The performance of banks around the world has varied over a longer period of time, with the US outperforming Europe. On a five-year basis, the MSCI index, which focuses on US banks, is up more than 60%, while the European equivalent (in dollar terms) is down 2%.

The Rebased to 100 line chart shows that Bank stock has broadly outperformed a broader measure of companies.

Beata Manthey, an equity strategist at Citigroup, said banks tend to watch the movement of 10-year US Treasuries, who expect benchmark government bond yields to hit 2% at the beginning of this year – up from the current level of about 1.6%. Bond yields are inversely proportional to price.

Mark Haefele, chief investment officer at UBS, noted that along with energy stocks, “financials do well from the recovery but if there are excessive inflationary pressures, they might as well do well from there.”

US Consumer Price Index, a key inflation indicator, showed an increase of 6.2% in October from a year earlier – marking the fastest increase since 1990. Inflation in the UK reached 4.1% isame month, data is shown for last week.

In turn, traders are now betting that Bank of England will increase borrowing costs to 0.25% in December, from the current 0.1%, following the BoE’s surprise decision to keep rates steady this month.

Then the markets are factoring “may” [0.75 per cent] Alex Wright, fund manager at Fidelity, says 1% interest in the UK by the end of next year.
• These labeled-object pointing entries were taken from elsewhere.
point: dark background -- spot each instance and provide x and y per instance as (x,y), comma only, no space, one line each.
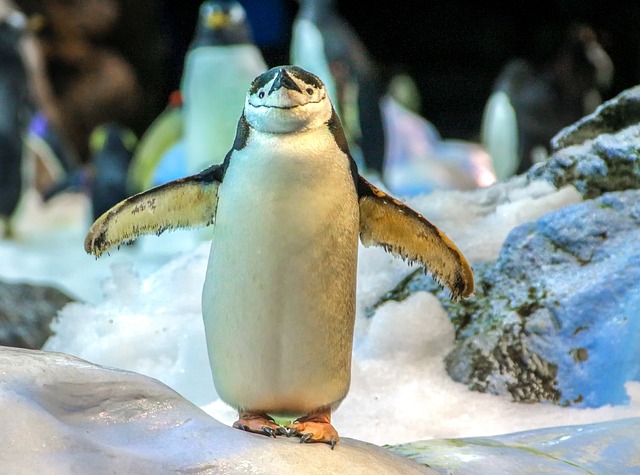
(453,50)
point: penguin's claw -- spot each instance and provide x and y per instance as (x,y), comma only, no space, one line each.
(315,428)
(284,431)
(269,431)
(258,423)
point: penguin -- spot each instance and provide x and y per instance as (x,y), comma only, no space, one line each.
(287,206)
(325,44)
(166,130)
(530,103)
(111,147)
(220,64)
(16,108)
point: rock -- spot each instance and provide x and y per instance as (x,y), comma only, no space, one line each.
(63,415)
(26,311)
(557,316)
(599,153)
(606,447)
(610,117)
Such a scenario, he said, would boost UK retail bank NatWest’s profits by 24%, while adding 12% to Lloyds earnings and 8% to Barclays.

1 percentage point increase [at the ECB and the Fed] That would also increase US bank earnings by 17% and European earnings by a quarter, said Stuart Graham, an analyst at Autonomous Research.

Those potential gains bolstered analyst optimism. Half of the investors surveyed by Bank of America this month said they were overweight European banks, the highest percentage on record, based on data from 2003.

Bill Nygren, chief investment officer for US equities at Harris Associates, is optimistic that bank stocks will continue to rise, albeit from lows. “We went through a long steep decline and now we have this little rally up a rabbit hill,” he said. “But we think ‘normal’ might be a little bit higher than today.”